For instance, a new study published in the journal Oncotarget suggests that a chemical is known as benzophenone-3 (BP-3), which is common not only in sunscreens but many other skincare productions may have an association with tumors on the mammary glands.
Prior to this research, several reports have already highlighted the negative effects of benzophenone-3. It is also widely known to be an endocrine-disrupting chemical (EDC) and linked to a number of health conditions such as PCOS, diabetes, obesity, and endometriosis.

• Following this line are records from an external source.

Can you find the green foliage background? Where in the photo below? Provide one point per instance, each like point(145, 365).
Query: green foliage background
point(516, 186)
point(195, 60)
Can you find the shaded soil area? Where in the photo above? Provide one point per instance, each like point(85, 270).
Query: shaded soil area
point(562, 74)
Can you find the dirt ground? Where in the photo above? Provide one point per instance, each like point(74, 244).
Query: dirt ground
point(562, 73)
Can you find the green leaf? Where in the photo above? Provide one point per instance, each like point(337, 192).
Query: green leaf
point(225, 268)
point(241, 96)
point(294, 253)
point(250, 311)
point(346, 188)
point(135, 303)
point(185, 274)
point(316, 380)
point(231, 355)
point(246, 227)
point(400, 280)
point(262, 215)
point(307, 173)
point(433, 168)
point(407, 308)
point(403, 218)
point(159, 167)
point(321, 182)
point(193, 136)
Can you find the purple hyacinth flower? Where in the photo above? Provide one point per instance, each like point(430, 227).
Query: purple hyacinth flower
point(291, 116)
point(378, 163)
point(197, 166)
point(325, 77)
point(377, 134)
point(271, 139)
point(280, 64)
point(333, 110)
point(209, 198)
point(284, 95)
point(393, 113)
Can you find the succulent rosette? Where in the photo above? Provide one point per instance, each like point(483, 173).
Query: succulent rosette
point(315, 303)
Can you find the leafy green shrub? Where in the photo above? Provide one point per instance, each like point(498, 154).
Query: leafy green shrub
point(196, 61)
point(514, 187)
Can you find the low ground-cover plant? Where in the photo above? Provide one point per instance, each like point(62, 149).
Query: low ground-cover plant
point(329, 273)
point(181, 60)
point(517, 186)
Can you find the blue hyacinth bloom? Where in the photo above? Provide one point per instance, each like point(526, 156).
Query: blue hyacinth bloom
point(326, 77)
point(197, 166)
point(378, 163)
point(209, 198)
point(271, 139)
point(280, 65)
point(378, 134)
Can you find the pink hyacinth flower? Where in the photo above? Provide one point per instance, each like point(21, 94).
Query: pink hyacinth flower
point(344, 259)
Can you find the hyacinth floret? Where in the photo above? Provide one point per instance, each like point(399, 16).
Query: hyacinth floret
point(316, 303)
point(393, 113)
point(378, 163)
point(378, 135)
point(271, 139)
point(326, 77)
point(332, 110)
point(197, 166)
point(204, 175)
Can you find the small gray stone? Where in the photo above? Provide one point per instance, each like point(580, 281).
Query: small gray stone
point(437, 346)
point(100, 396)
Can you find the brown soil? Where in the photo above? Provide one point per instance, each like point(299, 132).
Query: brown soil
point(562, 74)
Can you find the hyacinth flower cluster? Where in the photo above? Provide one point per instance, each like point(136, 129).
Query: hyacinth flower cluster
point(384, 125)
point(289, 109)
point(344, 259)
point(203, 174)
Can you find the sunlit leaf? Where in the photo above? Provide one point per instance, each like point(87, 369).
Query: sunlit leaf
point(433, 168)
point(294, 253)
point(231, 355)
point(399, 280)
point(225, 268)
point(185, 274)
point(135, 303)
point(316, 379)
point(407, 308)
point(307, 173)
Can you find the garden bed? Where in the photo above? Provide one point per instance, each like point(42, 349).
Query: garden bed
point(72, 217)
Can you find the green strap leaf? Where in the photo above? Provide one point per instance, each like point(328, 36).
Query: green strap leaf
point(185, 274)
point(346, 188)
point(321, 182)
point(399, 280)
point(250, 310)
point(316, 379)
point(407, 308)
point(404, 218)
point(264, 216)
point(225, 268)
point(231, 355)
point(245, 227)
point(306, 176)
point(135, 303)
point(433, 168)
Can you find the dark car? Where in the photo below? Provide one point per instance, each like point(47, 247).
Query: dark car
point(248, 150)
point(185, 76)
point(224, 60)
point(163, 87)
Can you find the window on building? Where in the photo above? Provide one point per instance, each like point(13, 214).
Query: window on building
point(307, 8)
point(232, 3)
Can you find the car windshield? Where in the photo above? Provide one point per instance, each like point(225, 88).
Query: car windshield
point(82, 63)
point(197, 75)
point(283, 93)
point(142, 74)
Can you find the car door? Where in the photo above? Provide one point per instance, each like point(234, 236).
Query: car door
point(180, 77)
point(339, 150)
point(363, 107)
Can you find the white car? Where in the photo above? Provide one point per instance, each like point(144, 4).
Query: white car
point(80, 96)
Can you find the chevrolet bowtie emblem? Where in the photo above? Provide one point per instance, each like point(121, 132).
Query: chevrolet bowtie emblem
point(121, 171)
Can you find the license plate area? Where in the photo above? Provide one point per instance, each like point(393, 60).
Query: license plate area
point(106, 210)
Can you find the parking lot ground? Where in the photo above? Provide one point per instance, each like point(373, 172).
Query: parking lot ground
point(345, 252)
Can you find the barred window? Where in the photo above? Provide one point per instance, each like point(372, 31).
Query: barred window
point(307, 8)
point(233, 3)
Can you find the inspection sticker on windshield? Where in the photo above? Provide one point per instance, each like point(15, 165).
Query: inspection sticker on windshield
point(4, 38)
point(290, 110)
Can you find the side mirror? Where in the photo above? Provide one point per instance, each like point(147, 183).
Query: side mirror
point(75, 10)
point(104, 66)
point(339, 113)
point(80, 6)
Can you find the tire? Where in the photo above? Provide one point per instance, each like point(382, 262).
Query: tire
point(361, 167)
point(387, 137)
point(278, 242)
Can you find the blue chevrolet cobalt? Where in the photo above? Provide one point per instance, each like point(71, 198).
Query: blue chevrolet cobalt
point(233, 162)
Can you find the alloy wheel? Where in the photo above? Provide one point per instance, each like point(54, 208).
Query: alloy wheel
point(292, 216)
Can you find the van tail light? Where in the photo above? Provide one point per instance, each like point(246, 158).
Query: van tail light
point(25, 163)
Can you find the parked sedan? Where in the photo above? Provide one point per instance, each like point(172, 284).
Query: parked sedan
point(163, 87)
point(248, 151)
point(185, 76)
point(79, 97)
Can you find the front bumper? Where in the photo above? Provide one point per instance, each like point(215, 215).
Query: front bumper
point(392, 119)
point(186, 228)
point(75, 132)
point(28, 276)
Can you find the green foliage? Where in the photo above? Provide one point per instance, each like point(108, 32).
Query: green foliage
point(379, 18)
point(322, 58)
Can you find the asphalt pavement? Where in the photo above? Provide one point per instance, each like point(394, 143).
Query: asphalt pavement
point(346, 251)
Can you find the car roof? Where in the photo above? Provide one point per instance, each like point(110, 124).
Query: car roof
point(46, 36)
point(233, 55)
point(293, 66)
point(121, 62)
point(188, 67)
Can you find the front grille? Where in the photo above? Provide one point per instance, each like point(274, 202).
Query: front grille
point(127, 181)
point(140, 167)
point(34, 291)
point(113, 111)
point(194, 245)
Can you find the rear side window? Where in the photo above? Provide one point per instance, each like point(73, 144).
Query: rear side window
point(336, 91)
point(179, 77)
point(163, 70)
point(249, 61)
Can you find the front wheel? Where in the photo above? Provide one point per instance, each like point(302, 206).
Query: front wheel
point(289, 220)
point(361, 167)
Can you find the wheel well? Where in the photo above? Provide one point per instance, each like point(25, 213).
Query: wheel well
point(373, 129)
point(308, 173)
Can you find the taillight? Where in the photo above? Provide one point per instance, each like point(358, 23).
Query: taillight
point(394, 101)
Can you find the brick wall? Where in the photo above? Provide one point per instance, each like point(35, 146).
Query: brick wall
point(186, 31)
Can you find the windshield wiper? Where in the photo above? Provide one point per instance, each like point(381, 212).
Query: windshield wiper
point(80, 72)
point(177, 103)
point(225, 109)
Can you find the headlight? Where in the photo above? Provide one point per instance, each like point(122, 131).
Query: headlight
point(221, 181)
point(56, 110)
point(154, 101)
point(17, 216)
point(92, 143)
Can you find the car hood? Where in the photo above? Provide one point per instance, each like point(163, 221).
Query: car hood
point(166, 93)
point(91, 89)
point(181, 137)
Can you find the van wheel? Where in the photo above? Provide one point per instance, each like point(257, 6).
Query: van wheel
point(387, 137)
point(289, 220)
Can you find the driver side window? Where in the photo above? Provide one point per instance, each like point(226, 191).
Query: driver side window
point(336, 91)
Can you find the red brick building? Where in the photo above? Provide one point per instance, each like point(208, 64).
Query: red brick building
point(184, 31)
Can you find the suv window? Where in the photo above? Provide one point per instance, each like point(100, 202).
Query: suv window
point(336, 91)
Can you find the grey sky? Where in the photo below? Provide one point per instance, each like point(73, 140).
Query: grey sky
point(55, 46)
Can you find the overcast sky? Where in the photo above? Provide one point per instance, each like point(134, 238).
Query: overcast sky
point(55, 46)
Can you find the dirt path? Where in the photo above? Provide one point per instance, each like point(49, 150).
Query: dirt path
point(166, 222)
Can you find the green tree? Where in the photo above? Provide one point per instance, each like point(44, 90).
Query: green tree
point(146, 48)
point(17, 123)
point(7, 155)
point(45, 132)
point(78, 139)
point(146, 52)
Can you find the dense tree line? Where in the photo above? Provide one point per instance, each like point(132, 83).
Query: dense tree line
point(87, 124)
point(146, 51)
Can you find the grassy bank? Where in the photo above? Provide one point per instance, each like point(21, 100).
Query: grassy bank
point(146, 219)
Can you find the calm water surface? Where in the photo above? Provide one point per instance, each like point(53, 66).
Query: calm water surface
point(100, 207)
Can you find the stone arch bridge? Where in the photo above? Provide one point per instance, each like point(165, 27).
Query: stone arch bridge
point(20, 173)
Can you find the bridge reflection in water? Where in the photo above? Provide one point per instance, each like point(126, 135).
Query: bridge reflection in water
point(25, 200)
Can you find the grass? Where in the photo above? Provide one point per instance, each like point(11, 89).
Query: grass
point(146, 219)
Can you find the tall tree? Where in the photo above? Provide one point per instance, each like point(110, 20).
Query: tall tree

Although the data on EDCs is limited, the Endocrine Society suggests testing the chemicals before adding them to products and releasing them into the environment. However, a report that looked at BP-3 from 2003 to 2013 in the US found it in ninety-six percent of the local population.
While BP-3 in controlled quantities is not harmful, high exposure from too much usage and re-application of sunscreen may potentially be toxic. Not only can it eventually affect the skin but other systems in the body.
The researchers in the new study had previously investigated a link between mammary gland tumors, a diet high in saturated fats, and estrogen in animals. Since BP-3 also affects estrogen in the body, they were interested in seeing how it impacts the tumors when combined with a high-fat diet.
To do so, they looked at mice who were divided into three groups. The first group had a low-fat diet, the second received a high-fat diet, and the third had a high-fat diet before puberty and a low-fat diet afterward.
The three groups were also further divided into two sub-groups. One out of the two sub-groups also had high levels of BP-3 in their diets. All mice in these sub-groups had developed tumors similar to spindle cell and mammary gland tumors in humans at the end of this study.
While the findings are important in understanding the development of mammary gland tumors, they are also very complex. For instance, the researchers also found that BP-3 also provided protection from tumors in some cases but also made spindle cell tumors more aggressive at the same time.
Therefore, further investigation is needed to know more about the complex relationship between BP-3 exposure, estrogen, a high-fat diet, and the risk of developing tumors.
Till then, people are generally recommended to try and opt for sunscreens without BP-3 and go for mineral sunscreens instead of chemicals ones. Consulting a dermatologist or an esthetician can be significantly helpful when choosing the right skincare products.